Alas! along the way towards social good,
How many stones of dire offence lie strewd.
Whence frequent failure, many shrewd mishaps
And dismal pause or helpless backward lapse.
Such was the hard reverse that Milton mournd,
An old man, when he saw the King returned
With right divine, and that fantastic train
Of banished fopperies come back again.
Thus France, too wildly clutching happiness.
Stumbled perplexed, and paid in long distress,
In carnage, where the bloody conduit runs,
And one whole generation of her sons
Devoted to the Power of Fratricide
For one great year, one eager onward stride.

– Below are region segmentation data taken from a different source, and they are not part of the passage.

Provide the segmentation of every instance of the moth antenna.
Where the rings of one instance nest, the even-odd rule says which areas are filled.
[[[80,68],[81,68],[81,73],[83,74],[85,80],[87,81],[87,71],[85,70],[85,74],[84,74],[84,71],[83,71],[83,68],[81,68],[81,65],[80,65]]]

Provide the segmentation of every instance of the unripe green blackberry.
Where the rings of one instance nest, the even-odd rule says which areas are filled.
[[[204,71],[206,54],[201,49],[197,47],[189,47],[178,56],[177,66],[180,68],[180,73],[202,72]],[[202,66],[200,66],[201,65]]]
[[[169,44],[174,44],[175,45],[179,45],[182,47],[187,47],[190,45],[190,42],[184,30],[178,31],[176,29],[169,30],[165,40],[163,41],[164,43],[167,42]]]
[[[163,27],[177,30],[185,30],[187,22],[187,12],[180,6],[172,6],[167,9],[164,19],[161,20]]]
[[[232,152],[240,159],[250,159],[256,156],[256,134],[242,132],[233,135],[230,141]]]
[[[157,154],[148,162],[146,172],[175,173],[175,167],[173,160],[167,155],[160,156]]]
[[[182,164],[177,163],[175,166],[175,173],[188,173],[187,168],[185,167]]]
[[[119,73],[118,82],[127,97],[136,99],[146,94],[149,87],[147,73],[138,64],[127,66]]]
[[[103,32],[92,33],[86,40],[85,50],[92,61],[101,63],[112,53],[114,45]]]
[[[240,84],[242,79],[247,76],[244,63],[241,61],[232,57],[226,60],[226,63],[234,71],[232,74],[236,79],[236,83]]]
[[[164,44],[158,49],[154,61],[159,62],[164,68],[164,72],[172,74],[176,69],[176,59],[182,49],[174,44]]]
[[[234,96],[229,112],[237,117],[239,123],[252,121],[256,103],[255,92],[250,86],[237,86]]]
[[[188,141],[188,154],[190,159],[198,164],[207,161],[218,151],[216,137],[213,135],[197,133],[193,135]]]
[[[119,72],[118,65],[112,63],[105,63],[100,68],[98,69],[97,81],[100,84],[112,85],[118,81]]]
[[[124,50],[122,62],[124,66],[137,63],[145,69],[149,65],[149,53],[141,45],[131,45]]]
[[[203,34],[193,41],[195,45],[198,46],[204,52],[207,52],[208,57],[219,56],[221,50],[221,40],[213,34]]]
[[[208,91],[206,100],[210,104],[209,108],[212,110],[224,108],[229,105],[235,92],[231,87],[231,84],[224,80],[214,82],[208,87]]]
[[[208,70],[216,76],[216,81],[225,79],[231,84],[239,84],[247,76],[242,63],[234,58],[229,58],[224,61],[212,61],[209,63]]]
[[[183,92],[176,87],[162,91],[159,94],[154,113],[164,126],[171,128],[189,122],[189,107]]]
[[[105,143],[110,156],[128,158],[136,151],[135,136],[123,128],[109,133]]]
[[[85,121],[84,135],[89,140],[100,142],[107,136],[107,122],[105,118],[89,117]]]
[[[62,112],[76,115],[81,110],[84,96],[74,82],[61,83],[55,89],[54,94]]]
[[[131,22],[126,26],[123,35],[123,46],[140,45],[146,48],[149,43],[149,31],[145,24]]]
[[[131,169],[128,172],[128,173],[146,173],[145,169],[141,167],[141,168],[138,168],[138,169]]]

From all these stumbling-blocks that strew the way
What wisest cautions may ensure us, say.
Cling to the present good with steadfast grip,
And for no fancied better let it slip,
Whether thy fancy in the future live
Or yearn to make the buried past revive.
The past is dead, let the dead have his dues,
Remembrance of historian and of Muse;
But try no lawless magic on the urn,
It shocks to see the brightest past return.
Some good things linger when their date is fled,
These honour as you do the hoary head,
And treat them tenderly for what they were,
But dream not to detain them always there.
The living good the present moments bring
To this devote thyself and chiefly cling;
And for the novel schemes that round thee rise,
Watch them with hopeful and indulgent eyes,
Treat them as children, love them, mark their ways,
And blame their faults and dole out cautious praise,
And give them space, yet limit them with rule,
And hold them down and keep them long at school:
Yet know in these is life most fresh and strong,
And that to these at last shall all belong.
Be proved and present good thy safe-guard still,
And thy one quarrel be with present ill.
Learn by degrees a steady onward stride
With sleepless circumspection for thy guide.
And since so thick the stumbling-blocks are placed,
You are not safe but in renouncing haste;
Permit not so your zeal to be repressed,
But make the loss up by renouncing rest.